La maggior parte delle organizzazioni vanta un’assoluta trasparenza nella comunicazione, ma fino a che punto esse agiscono coerentemente?

“Le imprese sono state obbligate a ripensare alla comunicazione. Prendiamo la BP, che oggi si trova a dover fronteggiare enormi responsabilità nei confronti di individui e gruppi sociali, i quali nutrono forti interessi e non possono rimanere inascoltati. In passato questo non succedeva”.

Come si è comportata la BP nel disastro del Golfo del Messico?

“Sotto molti aspetti la BP ha agito nel modo corretto. Non si sono mai lamentati dell’esborso economico e hanno cercato soluzioni, facendo tutto ciò che era possibile. Penso però che per essere bravi comunicatori occorra avere la capacità di capire il contesto. In questo momento, per esempio, esiste una reale capacità di comprendere la politica in America? È un fatto che le elezioni di medio termine si stiano avvicinando. Esiste una reale capacità di capire la cultura delle piccole comunità di pescatori che vivono lungo le coste del Golfo del Messico?
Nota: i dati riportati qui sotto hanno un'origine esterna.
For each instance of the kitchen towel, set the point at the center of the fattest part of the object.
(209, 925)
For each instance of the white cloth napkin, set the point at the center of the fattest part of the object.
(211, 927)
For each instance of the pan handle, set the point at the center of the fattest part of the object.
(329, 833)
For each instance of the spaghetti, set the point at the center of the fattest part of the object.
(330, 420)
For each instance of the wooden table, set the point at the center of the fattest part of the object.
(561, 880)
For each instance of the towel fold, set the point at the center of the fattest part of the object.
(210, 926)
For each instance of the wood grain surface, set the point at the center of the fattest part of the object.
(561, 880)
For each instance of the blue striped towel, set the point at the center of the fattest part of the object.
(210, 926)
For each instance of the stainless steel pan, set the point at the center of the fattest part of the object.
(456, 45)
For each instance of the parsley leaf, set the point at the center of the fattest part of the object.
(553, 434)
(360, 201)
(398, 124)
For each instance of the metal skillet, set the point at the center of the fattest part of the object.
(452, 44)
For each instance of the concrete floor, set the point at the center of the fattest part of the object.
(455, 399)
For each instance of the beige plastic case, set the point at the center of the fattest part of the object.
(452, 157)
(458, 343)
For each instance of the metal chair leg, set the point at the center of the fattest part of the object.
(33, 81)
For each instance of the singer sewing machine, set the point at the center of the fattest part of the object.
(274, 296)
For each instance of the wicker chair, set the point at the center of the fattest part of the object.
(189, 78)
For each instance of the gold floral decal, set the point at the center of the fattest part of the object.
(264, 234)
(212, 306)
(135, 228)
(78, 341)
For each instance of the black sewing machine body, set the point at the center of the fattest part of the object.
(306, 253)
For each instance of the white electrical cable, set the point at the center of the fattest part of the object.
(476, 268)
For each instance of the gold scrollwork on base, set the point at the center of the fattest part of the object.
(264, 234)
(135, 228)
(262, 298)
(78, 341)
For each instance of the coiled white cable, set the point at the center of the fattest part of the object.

L’azienda pare non aver capito la realtà lavorativa di queste comunità, né come sfruttare la loro conoscenza. Sarebbe stato utile chiedere aiuto proprio a quelle persone, che l’ambiente lo conoscono, così da garantirsi il loro coinvolgimento nel trovare soluzioni!”.

Può farci un esempio di quella che ritiene essere una strategia di comunicazione efficace?

“Il mio macellaio è il miglior comunicatore che io conosca. Sa gestire il suo negozio e conosce ogni cliente per nome. Entrando, si avverte un’immediata sintonia. Mi ha sempre venduto della carne ottima. Si dimostra interessato, trova sempre il tempo per fare due chiacchiere e vive secondo i suoi valori morali. Attua una politica di responsabilità sociale facendo pagare ai clienti un extra di 50 centesimi in cambio di un pacchetto di ossa per il cane. Ogni anno raccoglie così un mucchio di soldi da devolvere in beneficenza, che, invece, avrebbe potuto tranquillamente mettersi in tasca. Mi sembra un esempio calzante di come potrebbero andare le cose nelle aziende. Vivere secondo i propri valori, conoscere e dare importanza agli stakeholder, agire in maniera socialmente sostenibile”.

Lei condivide con molti professionisti di PR un passato come giornalista. Com’è cambiato il rapporto tra giornalismo e pubbliche relazioni negli ultimi decenni?

“Sono preoccupata per il giornalismo. L’ago della bilancia pende a favore della comunicazione d’impresa, perché è dove si concentrano tutte le risorse. Sui giornali si leggono per lo più brevi comunicati stampa senza commenti, ma questo non dovrebbe essere il ruolo della stampa. Credo che il compito dei giornalisti sia quello di indurre le imprese a rispondere del loro operato, ma sono stati privati delle risorse per farlo. Mi preoccupa che finiscano per essere semplici raccoglitori di notizie e ritengo che non sia giusto. Gli addetti del settore dovrebbero indire una campagna a favore del giornalismo di qualità, che è imprescindibile in una società democratica”.

Esiste un’etica nelle pubbliche relazioni?

“Mi piace pensarlo. Ed è certamente ciò che insegno, dato che un’impresa viene giudicata in base alla reputazione e ai suoi valori. La mancanza d’integrità non paga ed è sostanzialmente sbagliato ingannare le persone. Soprattutto non è ciò a cui dovrebbe ambire questa attività”.